2011-06-23 20:34:55

by Eric B Munson

[permalink] [raw]
Subject: [PATCH 1/3] events: Add note to update_event_times comment about holding ctx->lock

Signed-off-by: Eric B Munson <[email protected]>
---
kernel/events/core.c | 1 +
1 files changed, 1 insertions(+), 0 deletions(-)

diff --git a/kernel/events/core.c b/kernel/events/core.c
index 9efe710..a054964 100644
--- a/kernel/events/core.c
+++ b/kernel/events/core.c
@@ -731,6 +731,7 @@ static u64 perf_event_time(struct perf_event *event)

/*
* Update the total_time_enabled and total_time_running fields for a event.
+ * The caller of this function needs to hold the ctx->lock.
*/
static void update_event_times(struct perf_event *event)
{
--
1.7.4.1


2011-06-23 20:34:54

by Eric B Munson

[permalink] [raw]
Subject: [PATCH 2/3] events: Move lockless timer calculation into helper function

Take the timer calculation from perf_output_read and move it to a helper
function for any place that needs timer values but cannot take the ctx->lock.
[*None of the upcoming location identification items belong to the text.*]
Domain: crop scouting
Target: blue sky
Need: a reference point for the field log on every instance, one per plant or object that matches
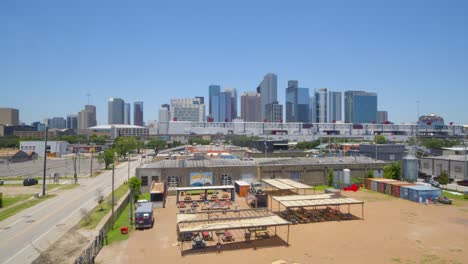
(52, 53)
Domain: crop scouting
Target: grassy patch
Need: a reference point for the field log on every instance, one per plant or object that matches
(9, 200)
(20, 207)
(95, 216)
(122, 220)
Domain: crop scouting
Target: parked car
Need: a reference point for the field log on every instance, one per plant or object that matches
(29, 182)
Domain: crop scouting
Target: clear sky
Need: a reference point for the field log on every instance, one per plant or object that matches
(52, 53)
Signed-off-by: Eric B Munson <[email protected]>
---
kernel/events/core.c | 22 +++++++++++++++-------
1 files changed, 15 insertions(+), 7 deletions(-)

diff --git a/kernel/events/core.c b/kernel/events/core.c
index a054964..9e9a7fa 100644
--- a/kernel/events/core.c
+++ b/kernel/events/core.c
@@ -3359,6 +3359,18 @@ static int perf_event_index(struct perf_event *event)
return event->hw.idx + 1 - PERF_EVENT_INDEX_OFFSET;
}

+static void calc_timer_values(struct perf_event *event,
+ u64 *running,
+ u64 *enabled)
+{
+ u64 now, ctx_time;
+
+ now = perf_clock();
+ ctx_time = event->shadow_ctx_time + now;
+ *enabled = ctx_time - event->tstamp_enabled;
+ *running = ctx_time - event->tstamp_running;
+}
+
/*
* Callers need to ensure there can be no nesting of this function, otherwise
* the seqlock logic goes bad. We can not serialize this because the arch
@@ -4250,7 +4262,7 @@ static void perf_output_read_group(struct perf_output_handle *handle,
static void perf_output_read(struct perf_output_handle *handle,
struct perf_event *event)
{
- u64 enabled = 0, running = 0, now, ctx_time;
+ u64 enabled = 0, running = 0;
u64 read_format = event->attr.read_format;

/*
@@ -4262,12 +4274,8 @@ static void perf_output_read(struct perf_output_handle *handle,
* because of locking issue as we are called in
* NMI context
*/
- if (read_format & PERF_FORMAT_TOTAL_TIMES) {
- now = perf_clock();
- ctx_time = event->shadow_ctx_time + now;
- enabled = ctx_time - event->tstamp_enabled;
- running = ctx_time - event->tstamp_running;
- }
+ if (read_format & PERF_FORMAT_TOTAL_TIMES)
+ calc_timer_values(event, &enabled, &running);

if (event->attr.read_format & PERF_FORMAT_GROUP)
perf_output_read_group(handle, event, enabled, running);
--
1.7.4.1

2011-06-23 20:35:38

by Eric B Munson

[permalink] [raw]
Subject: [PATCH 3/3] events: Ensure that timers are updated without requiring read() call

The event tracing infrastructure exposes two timers which should be updated
each time the value of the counter is updated. Currently, these counters are
only updated when userspace calls read() on the fd associated with an event.
This means that counters which are read via the mmap'd page exclusively never
have their timers updated. This patch adds ensures that the timers are updated
each time the values in the mmap'd page are updated.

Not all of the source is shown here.